El «derecho a la verdad» no está reconocido como tal en la Declaración Universal de Derechos Humanos de 1948. Se utiliza esta expresión cuando se afirma la obligación de informar fielmente a las víctimas y a la sociedad en los supuestos de violaciones graves y crímenes contra la humanidad. Pero habrá que extender el derecho a la verdad a otros supuestos porque estamos viviendo la era de las falsedades en un clima de irresponsabilidad generalizada en la que los medios de comunicación en su conjunto, pero también el estamento político y la sociedad civil, no están reaccionando con la suficiente fuerza y determinación. De momento, parece imposible controlar esta invasión de la mentira que inunda unas redes sociales que a su vez multiplican su difusión sin límite alguno. Todos los analistas de este fenómeno (Paul Swenson, Evan Davis, Matthew d’Ancona, Marc Amorós y otros muchos) confirman que las «fake news» son claramente mayoritarias, que circulan con muchísima más rapidez que las auténticas y que generan, ese es el drama, más credibilidad. El efecto real de los ciberataques en todos los comicios electorales ya está fuera de toda duda, incluso con noticias radicalmente inverosímiles e inconcebibles. Ese efecto real se puede ahora multiplicar con las llamadas «deepfakes», falsedades profundas, que permiten la elaboración de videos completamente falsos, sintetizando la imagen humana que se quiere afectar o dañar y superponiendo imágenes creadas por un ordenador.

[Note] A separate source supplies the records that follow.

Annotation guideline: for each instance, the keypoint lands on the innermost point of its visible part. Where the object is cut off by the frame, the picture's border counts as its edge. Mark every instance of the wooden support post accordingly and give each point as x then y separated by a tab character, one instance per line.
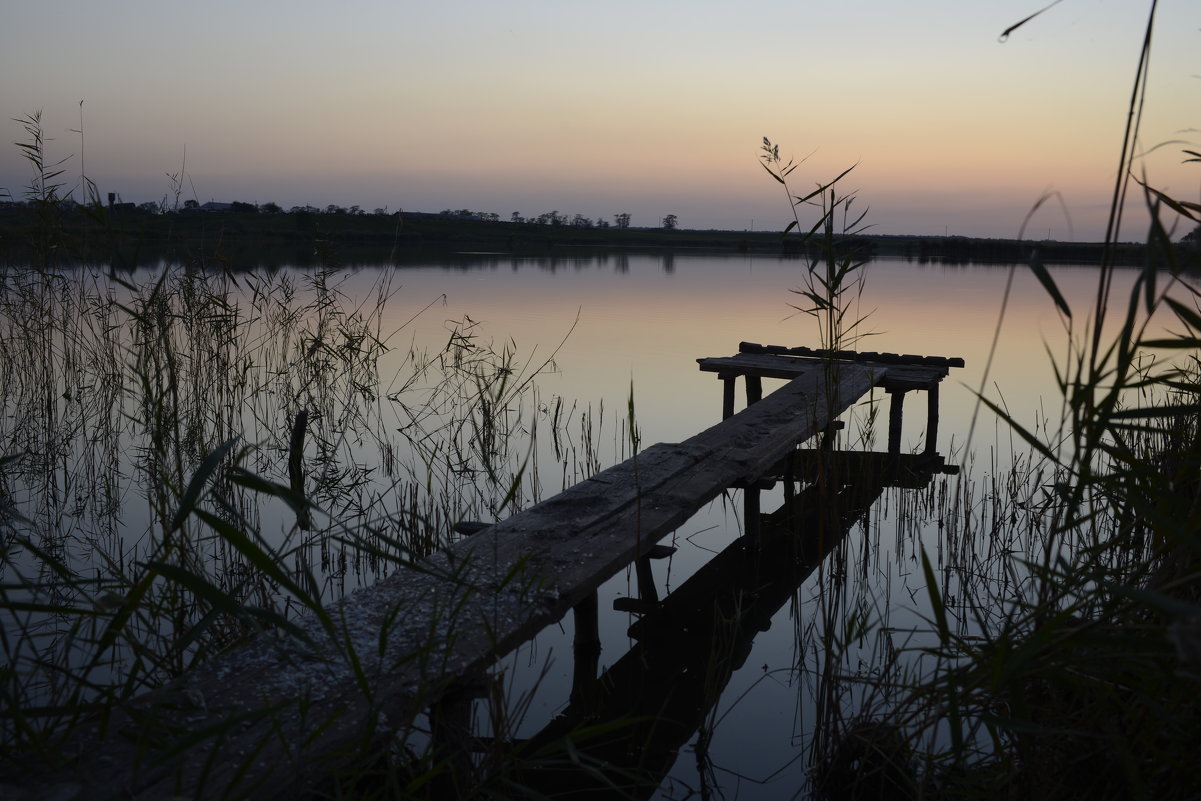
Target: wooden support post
754	389
751	513
896	411
728	395
646	590
585	649
450	733
932	420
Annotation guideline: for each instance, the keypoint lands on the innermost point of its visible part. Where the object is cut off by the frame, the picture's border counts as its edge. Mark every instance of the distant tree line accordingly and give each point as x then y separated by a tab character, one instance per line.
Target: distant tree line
620	220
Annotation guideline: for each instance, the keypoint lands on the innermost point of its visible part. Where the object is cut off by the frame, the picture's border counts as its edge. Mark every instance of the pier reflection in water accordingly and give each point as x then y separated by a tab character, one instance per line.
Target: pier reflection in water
631	721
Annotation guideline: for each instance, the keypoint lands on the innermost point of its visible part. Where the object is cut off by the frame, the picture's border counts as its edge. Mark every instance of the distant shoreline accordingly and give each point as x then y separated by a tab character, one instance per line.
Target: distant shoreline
242	239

Algo habrá que hacer para revertir esta situación. No será fácil articular, con efectos jurídicos, el derecho a la verdad, pero es preciso que lo proclamemos solemnemente aunque solo sea para respetar nuestra dignidad intelectual y también para promover, bajo su espíritu, acciones concretas contra este intolerable dominio de lo falso y lo fraudulento.

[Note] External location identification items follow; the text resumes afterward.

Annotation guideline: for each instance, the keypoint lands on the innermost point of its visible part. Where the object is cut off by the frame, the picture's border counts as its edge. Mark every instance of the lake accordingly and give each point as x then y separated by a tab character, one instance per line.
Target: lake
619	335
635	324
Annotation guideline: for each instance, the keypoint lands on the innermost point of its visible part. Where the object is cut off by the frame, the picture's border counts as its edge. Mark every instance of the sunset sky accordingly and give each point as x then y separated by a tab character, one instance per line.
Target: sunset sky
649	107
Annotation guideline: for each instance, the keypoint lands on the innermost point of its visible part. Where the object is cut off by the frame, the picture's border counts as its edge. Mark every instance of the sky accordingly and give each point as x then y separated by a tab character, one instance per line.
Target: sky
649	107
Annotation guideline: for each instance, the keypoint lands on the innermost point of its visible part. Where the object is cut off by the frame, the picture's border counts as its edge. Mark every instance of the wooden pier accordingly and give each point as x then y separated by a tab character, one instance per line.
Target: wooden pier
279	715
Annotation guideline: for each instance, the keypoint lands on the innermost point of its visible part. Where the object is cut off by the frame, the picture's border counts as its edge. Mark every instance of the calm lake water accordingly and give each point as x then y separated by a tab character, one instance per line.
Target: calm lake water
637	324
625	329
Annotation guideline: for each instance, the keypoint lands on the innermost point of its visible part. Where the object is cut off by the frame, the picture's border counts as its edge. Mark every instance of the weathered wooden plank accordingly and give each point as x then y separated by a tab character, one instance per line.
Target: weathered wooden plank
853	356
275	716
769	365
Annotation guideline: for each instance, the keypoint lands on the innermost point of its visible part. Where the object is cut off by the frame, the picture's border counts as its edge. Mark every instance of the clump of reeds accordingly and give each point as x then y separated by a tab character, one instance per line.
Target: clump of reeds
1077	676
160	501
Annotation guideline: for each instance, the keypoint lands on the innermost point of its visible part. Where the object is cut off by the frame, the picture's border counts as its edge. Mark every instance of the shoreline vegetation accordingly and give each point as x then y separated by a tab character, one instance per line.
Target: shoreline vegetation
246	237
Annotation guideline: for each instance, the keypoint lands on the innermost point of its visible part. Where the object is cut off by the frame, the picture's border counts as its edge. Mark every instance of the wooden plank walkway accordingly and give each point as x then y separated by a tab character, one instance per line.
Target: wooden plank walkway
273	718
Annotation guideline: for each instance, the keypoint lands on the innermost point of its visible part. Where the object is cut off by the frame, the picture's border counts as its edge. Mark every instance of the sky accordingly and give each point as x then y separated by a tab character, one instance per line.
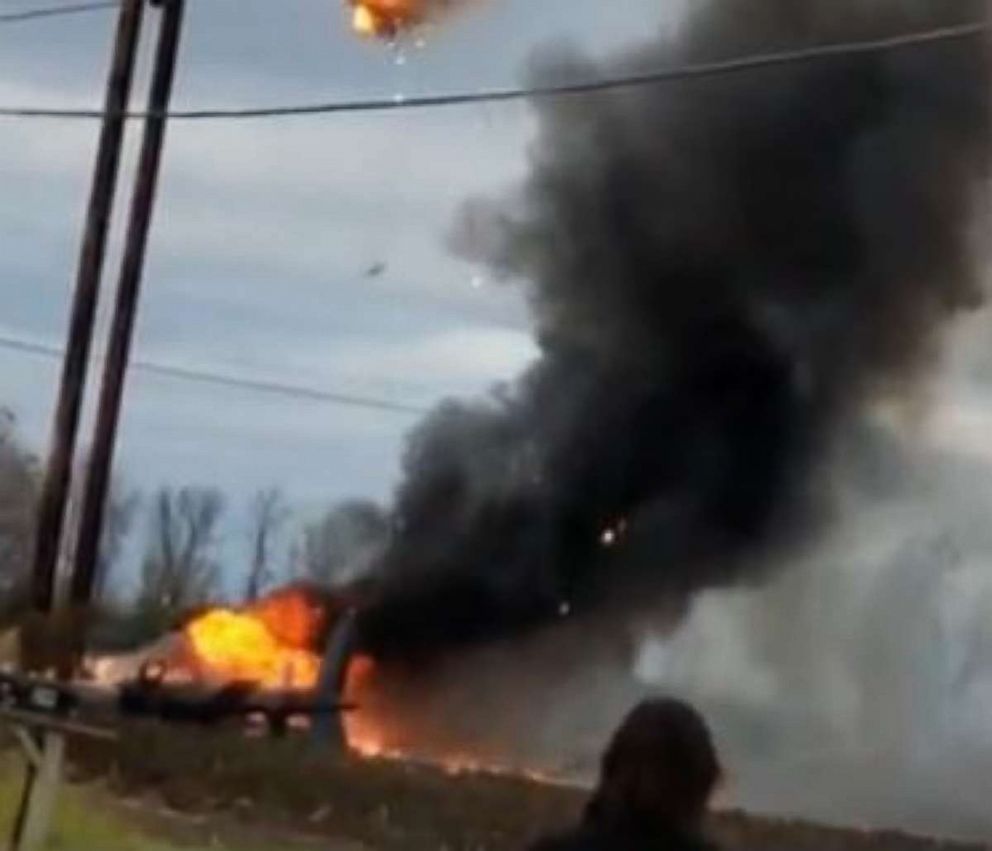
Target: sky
265	231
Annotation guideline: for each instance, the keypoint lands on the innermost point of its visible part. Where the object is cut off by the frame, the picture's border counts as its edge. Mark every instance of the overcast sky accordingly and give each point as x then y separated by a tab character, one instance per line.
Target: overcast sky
265	230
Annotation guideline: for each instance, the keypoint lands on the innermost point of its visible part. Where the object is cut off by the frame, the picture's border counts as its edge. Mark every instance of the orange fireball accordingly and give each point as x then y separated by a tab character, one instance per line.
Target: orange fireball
233	645
390	18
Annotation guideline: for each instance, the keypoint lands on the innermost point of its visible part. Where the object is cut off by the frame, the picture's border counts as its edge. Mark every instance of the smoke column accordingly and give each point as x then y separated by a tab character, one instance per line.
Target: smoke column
724	276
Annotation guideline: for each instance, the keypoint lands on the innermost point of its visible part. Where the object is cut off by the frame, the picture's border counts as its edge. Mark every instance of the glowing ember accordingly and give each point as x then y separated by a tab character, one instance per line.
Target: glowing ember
364	733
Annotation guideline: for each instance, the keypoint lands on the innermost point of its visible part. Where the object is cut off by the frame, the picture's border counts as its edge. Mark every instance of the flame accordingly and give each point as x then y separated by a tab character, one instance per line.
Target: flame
364	21
267	644
391	18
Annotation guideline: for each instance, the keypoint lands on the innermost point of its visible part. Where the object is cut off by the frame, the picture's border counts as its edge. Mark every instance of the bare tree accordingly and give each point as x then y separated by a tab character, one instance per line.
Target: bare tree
122	508
18	493
267	517
344	543
179	570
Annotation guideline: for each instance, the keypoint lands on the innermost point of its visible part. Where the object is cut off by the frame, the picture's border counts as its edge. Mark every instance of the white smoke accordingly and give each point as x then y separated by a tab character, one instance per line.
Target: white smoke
856	687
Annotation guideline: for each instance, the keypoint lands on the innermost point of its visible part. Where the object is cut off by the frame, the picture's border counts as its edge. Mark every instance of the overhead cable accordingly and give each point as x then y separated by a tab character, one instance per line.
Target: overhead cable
704	70
56	11
236	382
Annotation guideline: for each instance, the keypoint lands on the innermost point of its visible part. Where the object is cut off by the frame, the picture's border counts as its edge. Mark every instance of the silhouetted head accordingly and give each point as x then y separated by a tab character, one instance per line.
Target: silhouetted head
659	771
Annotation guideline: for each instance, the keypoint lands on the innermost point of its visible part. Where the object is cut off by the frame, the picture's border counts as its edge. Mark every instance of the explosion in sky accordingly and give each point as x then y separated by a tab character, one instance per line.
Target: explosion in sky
391	18
722	273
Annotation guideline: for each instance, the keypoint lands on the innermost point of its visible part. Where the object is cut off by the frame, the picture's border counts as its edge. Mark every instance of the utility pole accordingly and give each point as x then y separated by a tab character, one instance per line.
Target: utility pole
122	328
55	486
45	748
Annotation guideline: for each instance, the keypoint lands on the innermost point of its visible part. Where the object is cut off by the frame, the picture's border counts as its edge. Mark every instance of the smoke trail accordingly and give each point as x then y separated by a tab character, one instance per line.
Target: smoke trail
722	274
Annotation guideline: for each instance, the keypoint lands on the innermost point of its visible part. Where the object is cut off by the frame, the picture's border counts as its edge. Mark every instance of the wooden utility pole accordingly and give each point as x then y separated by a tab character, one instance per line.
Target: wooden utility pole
44	747
55	487
125	312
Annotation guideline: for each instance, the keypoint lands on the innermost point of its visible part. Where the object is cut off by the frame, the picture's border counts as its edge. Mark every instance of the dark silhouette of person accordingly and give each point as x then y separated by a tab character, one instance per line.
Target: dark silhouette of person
656	781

A todo lo anterior, se une el riesgo de manipulación masiva de datos individuales que podría llegar a eliminar nuestra capacidad para tomar decisiones personales. Ya se afirma que un algoritmo podría entendernos mejor que nosotros mismos y que ello podría impulsarnos a leer, comprar, amar o hacer, no lo que nos gustaría, sino lo que nos «corresponda», o lo que nos «convenga» según otros algoritmos. Es lo que Harari ha popularizado como «la religión del dataísmo», una religión especialmente útil para dirigir, con mano de hierro, unas ansias consumistas que a veces superan todos los niveles de lo ridículo. La libertad es, entre otras cosas, la capacidad de elegir o no elegir entre distintas opciones y si perdemos esa capacidad, entraremos sin darnos cuenta, en formas de dependencia o esclavitud mental.

La privacidad, la verdad y la libertad están auténticamente en juego y su limitación en cualquier forma empobrecería gravemente la condición humana. No lo vamos a aceptar. Hay que decir que no. Ya.

Antonio Garrigues Walker es jurista.